- Born: 26 January 1899 Bagalpur, Cuttack District (Now Jagatshingpur), British India
- Died: 19 February 1972 Cuttack, Odisha
- Other names: Gouri Bhai

= Gouranga Charan Das =

Gouranga Charan Das (1899–1972) was a Gandhian freedom fighter, and leader of the socialist Kissan Movement and Gadajat Praja Andolon in Odisha. He was a renowned personality in British India.

== Biography ==
Gouranga Charan Das was born in Bagalpur in the then-district of Cuttack (now Jagatshingpur district) in British India on January 26, 1899. He was physically handicapped from birth, with his right hand critically crippled. In his early youth, he was inspired by Mahatma Gandhi's call and joined the Freedom Movement. He was jailed many times for his participation in the freedom struggle.

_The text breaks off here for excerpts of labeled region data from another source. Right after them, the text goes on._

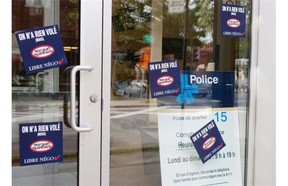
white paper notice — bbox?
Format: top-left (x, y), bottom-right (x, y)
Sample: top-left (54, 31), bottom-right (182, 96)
top-left (158, 108), bottom-right (242, 186)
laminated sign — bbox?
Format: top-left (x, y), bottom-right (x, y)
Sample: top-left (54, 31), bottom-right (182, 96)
top-left (19, 121), bottom-right (63, 166)
top-left (15, 25), bottom-right (67, 74)
top-left (158, 107), bottom-right (243, 186)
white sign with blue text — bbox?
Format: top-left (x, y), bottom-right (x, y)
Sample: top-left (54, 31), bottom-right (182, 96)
top-left (158, 107), bottom-right (242, 186)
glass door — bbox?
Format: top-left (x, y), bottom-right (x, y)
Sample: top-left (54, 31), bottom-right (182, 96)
top-left (102, 0), bottom-right (252, 186)
top-left (12, 0), bottom-right (102, 186)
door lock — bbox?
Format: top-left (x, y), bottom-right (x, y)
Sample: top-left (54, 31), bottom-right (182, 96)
top-left (90, 94), bottom-right (98, 103)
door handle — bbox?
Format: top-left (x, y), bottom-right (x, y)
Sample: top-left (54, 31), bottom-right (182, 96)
top-left (70, 65), bottom-right (93, 132)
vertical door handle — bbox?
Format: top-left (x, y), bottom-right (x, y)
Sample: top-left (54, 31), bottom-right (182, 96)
top-left (70, 65), bottom-right (93, 132)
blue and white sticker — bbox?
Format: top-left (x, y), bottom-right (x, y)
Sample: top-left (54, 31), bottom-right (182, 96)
top-left (15, 25), bottom-right (67, 74)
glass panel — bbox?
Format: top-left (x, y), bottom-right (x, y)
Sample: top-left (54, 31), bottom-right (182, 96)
top-left (110, 0), bottom-right (252, 185)
top-left (12, 0), bottom-right (80, 186)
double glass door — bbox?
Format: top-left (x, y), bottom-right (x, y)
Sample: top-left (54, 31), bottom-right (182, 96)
top-left (12, 0), bottom-right (252, 186)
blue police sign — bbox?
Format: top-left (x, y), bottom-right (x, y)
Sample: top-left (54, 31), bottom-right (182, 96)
top-left (148, 60), bottom-right (180, 98)
top-left (15, 25), bottom-right (67, 74)
top-left (221, 4), bottom-right (246, 37)
top-left (190, 120), bottom-right (226, 163)
top-left (19, 121), bottom-right (63, 166)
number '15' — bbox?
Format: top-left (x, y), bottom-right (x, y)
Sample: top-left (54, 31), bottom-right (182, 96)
top-left (215, 112), bottom-right (227, 122)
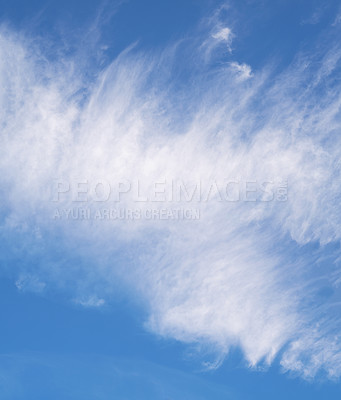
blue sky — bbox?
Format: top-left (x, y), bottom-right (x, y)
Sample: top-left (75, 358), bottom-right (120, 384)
top-left (0, 0), bottom-right (341, 400)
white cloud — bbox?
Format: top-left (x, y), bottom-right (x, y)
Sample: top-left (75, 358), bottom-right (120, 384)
top-left (230, 62), bottom-right (252, 81)
top-left (74, 296), bottom-right (105, 308)
top-left (0, 20), bottom-right (341, 377)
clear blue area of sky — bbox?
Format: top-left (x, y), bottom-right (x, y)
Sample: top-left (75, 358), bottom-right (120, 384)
top-left (0, 0), bottom-right (341, 400)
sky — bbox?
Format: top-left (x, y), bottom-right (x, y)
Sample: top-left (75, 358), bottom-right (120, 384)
top-left (0, 0), bottom-right (341, 400)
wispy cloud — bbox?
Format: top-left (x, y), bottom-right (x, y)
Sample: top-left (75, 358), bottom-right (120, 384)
top-left (0, 10), bottom-right (341, 377)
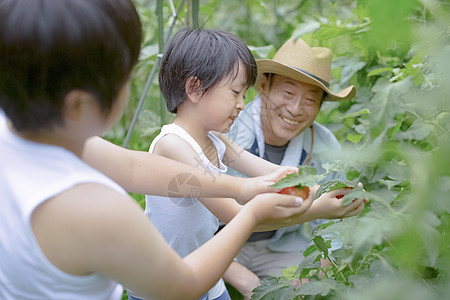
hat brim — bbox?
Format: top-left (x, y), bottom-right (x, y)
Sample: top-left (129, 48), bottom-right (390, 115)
top-left (254, 59), bottom-right (356, 101)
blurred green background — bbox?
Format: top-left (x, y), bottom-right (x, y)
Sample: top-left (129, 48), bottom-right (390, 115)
top-left (116, 0), bottom-right (450, 299)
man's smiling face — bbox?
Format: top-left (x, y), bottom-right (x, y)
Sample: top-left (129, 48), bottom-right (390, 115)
top-left (261, 74), bottom-right (324, 146)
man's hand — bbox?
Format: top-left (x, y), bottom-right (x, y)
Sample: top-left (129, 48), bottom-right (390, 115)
top-left (235, 167), bottom-right (298, 204)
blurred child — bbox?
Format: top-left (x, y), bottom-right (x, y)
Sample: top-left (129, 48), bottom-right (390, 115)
top-left (140, 28), bottom-right (362, 299)
top-left (0, 0), bottom-right (312, 300)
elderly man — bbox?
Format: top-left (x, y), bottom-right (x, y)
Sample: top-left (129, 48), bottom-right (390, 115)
top-left (224, 38), bottom-right (356, 298)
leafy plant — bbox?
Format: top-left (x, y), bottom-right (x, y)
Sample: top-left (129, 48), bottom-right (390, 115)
top-left (118, 0), bottom-right (450, 300)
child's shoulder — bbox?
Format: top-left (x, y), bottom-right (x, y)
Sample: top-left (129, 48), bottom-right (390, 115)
top-left (152, 133), bottom-right (196, 160)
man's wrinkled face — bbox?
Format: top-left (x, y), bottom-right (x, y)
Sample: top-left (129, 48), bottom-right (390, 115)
top-left (261, 74), bottom-right (324, 146)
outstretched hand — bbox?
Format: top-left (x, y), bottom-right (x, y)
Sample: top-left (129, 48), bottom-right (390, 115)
top-left (244, 186), bottom-right (314, 231)
top-left (235, 166), bottom-right (298, 204)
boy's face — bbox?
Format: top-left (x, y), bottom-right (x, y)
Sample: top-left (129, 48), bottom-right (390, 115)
top-left (199, 63), bottom-right (248, 133)
top-left (261, 74), bottom-right (323, 146)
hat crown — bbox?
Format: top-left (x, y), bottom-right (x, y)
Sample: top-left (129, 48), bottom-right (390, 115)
top-left (273, 38), bottom-right (333, 84)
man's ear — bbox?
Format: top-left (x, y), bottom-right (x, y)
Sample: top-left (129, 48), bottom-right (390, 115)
top-left (62, 90), bottom-right (95, 121)
top-left (185, 76), bottom-right (203, 103)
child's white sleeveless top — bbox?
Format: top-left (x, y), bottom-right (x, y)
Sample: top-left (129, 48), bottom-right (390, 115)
top-left (0, 110), bottom-right (125, 300)
top-left (145, 124), bottom-right (227, 299)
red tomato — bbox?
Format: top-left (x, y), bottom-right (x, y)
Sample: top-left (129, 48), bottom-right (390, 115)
top-left (278, 186), bottom-right (309, 199)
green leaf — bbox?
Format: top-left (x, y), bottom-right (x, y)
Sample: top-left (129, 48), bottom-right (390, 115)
top-left (248, 45), bottom-right (276, 59)
top-left (272, 166), bottom-right (323, 189)
top-left (316, 179), bottom-right (357, 199)
top-left (297, 251), bottom-right (322, 273)
top-left (252, 277), bottom-right (294, 300)
top-left (367, 67), bottom-right (393, 77)
top-left (303, 245), bottom-right (319, 257)
top-left (341, 108), bottom-right (370, 119)
top-left (296, 279), bottom-right (339, 299)
top-left (313, 235), bottom-right (331, 256)
top-left (281, 266), bottom-right (298, 280)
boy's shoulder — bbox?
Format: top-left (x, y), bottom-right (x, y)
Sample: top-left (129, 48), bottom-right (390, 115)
top-left (152, 133), bottom-right (197, 161)
top-left (31, 183), bottom-right (143, 275)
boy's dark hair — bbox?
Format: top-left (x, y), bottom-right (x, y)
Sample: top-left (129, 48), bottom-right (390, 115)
top-left (0, 0), bottom-right (141, 131)
top-left (159, 28), bottom-right (257, 113)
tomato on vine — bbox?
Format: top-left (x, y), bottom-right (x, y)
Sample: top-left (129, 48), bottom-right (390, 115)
top-left (278, 186), bottom-right (309, 199)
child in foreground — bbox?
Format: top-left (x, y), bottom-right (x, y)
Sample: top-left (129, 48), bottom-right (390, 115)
top-left (0, 0), bottom-right (312, 300)
top-left (139, 28), bottom-right (364, 300)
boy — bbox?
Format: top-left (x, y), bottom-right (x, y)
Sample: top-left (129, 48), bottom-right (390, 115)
top-left (0, 0), bottom-right (312, 299)
top-left (141, 28), bottom-right (364, 299)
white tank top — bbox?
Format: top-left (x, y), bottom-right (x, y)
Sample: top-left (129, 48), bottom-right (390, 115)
top-left (145, 124), bottom-right (227, 299)
top-left (0, 110), bottom-right (125, 300)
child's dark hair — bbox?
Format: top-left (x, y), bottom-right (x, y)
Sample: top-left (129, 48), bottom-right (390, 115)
top-left (159, 28), bottom-right (257, 113)
top-left (0, 0), bottom-right (141, 131)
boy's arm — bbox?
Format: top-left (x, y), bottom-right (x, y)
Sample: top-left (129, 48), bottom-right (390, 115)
top-left (214, 132), bottom-right (298, 177)
top-left (82, 137), bottom-right (274, 203)
top-left (31, 183), bottom-right (311, 299)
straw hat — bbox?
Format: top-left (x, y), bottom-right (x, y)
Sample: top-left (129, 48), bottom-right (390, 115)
top-left (255, 38), bottom-right (356, 101)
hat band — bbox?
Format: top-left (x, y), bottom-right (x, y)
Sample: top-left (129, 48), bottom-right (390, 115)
top-left (290, 66), bottom-right (330, 88)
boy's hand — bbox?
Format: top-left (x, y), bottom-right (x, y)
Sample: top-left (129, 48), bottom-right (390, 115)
top-left (313, 188), bottom-right (367, 219)
top-left (235, 167), bottom-right (298, 204)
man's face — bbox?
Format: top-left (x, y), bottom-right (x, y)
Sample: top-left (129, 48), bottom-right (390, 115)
top-left (261, 74), bottom-right (324, 146)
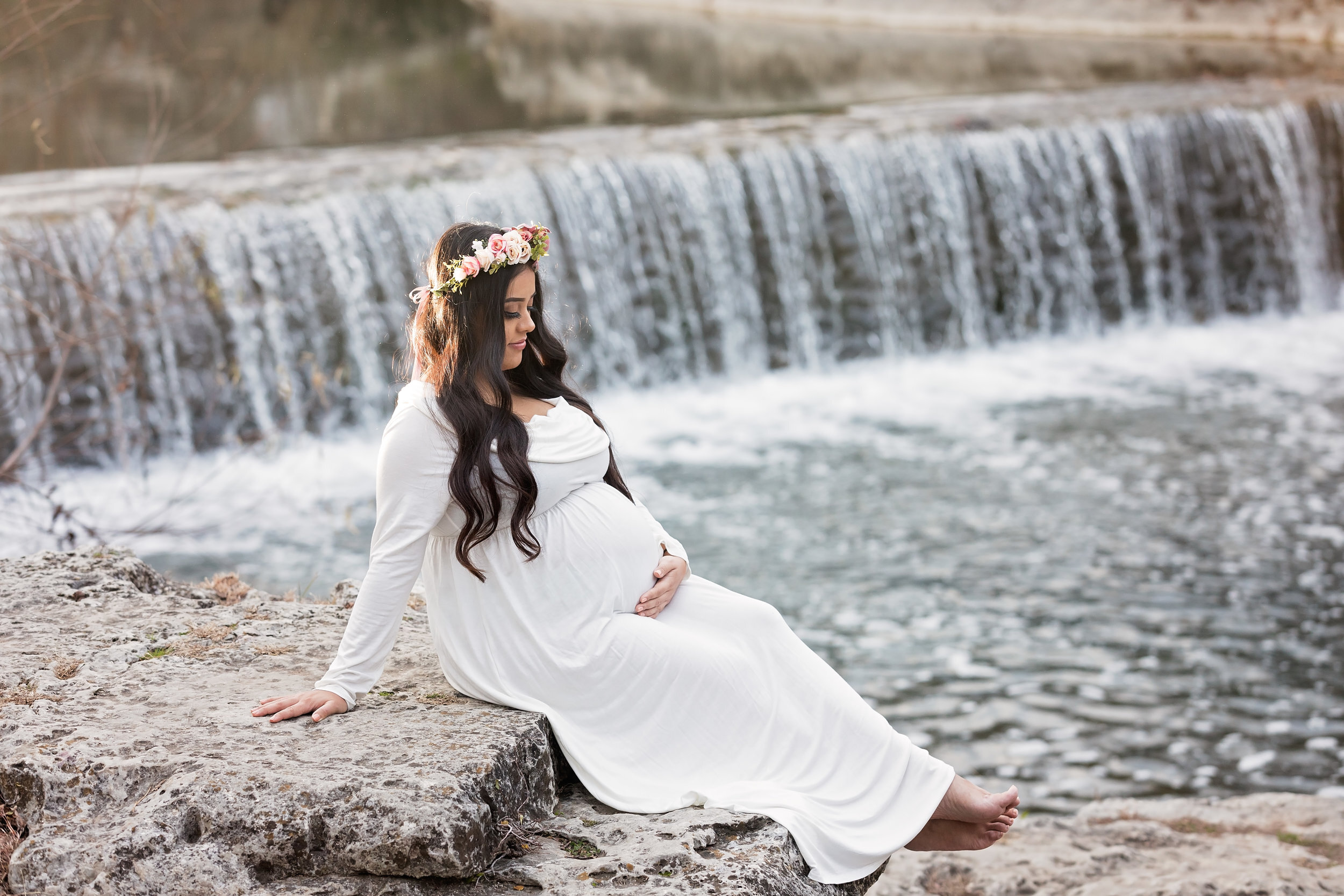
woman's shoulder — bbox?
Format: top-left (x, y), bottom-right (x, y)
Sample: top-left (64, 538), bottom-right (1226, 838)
top-left (392, 380), bottom-right (448, 426)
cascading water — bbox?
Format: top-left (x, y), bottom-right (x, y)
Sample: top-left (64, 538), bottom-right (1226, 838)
top-left (0, 101), bottom-right (1344, 463)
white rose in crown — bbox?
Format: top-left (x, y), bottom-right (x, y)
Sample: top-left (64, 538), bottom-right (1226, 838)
top-left (504, 230), bottom-right (532, 264)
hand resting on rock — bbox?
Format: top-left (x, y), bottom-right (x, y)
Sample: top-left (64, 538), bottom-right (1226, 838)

Das began his first imprisonment on April 13, 1930, by leading the salt movement at Inchudi. He was incarcerated for more than six years by the British authorities for participating in the Salt Movement, the Individual Satyagraha, and the Quit India Movement. During the Quit India Movement, eighteen freedom fighters from his village, Bagalpur, were imprisoned, and thousands joined the struggle under his leadership. He was also deeply involved with the Charkha movement.

Das was a key organizer of the Congress Socialist Party alongside Nabakrushna Choudhuri and Bhagabati Charan Panigrahi. He made significant strides in social reform by persuading the aristocratic Karans of his village to permit Harijans to enter the famous Dadhibamanjew temple.

Das was elected uncontested to the Orissa Assembly in 1946 and served as Chairman of the Cuttack Zilla Parishad from 1961 to 1967. Known for his simplicity and decisiveness, he died on February 19, 1972. His only son, Shashi Bhusan Das, also participated in the freedom movement and was imprisoned by the British. Both father and son dedicated their lives to the cause of India's independence, becoming formidable forces against the British and local oppressors allied with them.